Impact Mapping ist eine Methode, um die Wechselwirkungen, Konsequenzen und Risiken unternehmerischer Entscheidungen klar zu benennen. Sie dient dazu, strukturiert zu klären und zu gewichten, welche spezifischen Aktionen welche geschäftlichen Auswirkungen (Impact) zur Folge haben. Ziel ist es, den effizientesten und sparsamsten Weg zu finden, um gesteckte Geschäftsziele zu erreichen.
Wie funktioniert die Methode?
Anstatt lediglich Listen von Funktionen oder Aufgaben abzuarbeiten, schafft Impact Mapping eine visuelle Brücke zwischen den Unternehmenszielen und den tatsächlichen Massnahmen.
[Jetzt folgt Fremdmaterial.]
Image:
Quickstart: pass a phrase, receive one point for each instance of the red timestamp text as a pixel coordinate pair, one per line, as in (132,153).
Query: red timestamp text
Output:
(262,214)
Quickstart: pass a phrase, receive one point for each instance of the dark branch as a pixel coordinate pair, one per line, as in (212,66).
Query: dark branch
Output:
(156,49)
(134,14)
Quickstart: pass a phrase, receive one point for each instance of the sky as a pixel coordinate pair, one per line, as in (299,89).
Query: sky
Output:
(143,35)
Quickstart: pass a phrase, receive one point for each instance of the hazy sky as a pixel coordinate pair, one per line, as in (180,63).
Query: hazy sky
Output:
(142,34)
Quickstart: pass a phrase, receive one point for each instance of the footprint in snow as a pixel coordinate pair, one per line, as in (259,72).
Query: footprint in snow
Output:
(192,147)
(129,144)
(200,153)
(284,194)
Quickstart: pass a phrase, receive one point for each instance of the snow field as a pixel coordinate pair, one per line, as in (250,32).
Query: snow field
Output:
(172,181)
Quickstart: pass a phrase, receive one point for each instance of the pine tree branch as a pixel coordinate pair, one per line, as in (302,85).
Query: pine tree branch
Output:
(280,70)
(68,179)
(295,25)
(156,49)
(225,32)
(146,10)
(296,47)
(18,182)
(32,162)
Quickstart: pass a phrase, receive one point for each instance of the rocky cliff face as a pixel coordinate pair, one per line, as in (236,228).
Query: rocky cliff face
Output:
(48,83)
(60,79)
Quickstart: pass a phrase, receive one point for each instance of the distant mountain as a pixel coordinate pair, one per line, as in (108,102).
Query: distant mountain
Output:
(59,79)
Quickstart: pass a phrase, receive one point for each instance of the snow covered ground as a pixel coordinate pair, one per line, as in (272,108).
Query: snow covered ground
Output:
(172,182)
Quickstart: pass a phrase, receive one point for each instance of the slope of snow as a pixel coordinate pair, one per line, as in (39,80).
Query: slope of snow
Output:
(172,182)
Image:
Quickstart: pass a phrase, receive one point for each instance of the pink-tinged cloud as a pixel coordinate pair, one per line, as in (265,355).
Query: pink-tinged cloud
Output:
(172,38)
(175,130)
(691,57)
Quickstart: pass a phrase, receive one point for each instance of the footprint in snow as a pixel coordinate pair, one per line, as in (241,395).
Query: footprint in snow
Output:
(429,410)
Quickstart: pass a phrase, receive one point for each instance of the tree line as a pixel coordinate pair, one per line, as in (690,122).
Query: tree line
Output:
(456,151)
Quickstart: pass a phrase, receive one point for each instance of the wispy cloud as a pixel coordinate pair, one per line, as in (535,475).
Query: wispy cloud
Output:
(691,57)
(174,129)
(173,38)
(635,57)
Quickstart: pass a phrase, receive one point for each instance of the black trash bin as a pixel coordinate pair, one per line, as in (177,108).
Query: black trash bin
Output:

Dabei werden folgende Aspekte berücksichtigt:
- Strukturierung: Aktionen werden so gewichtet, dass ihr direkter Einfluss auf das Ziel erkennbar wird.
- Risikomanagement: Potenzielle Risiken und Konsequenzen werden frühzeitig identifiziert.
- Effizienz: Die Methode hilft dabei, unnötige Arbeit zu vermeiden und Ressourcen zielgerichtet einzusetzen.
Einsatzbereiche
Die Methode ist vielseitig einsetzbar und findet unter anderem Anwendung im Produkt- und Projektmanagement, Business Management, Requirements Engineering sowie im UX-Design. Sie eignet sich hervorragend für Workshops, um ein gemeinsames Verständnis für die strategische Ausrichtung eines Vorhabens zu schaffen.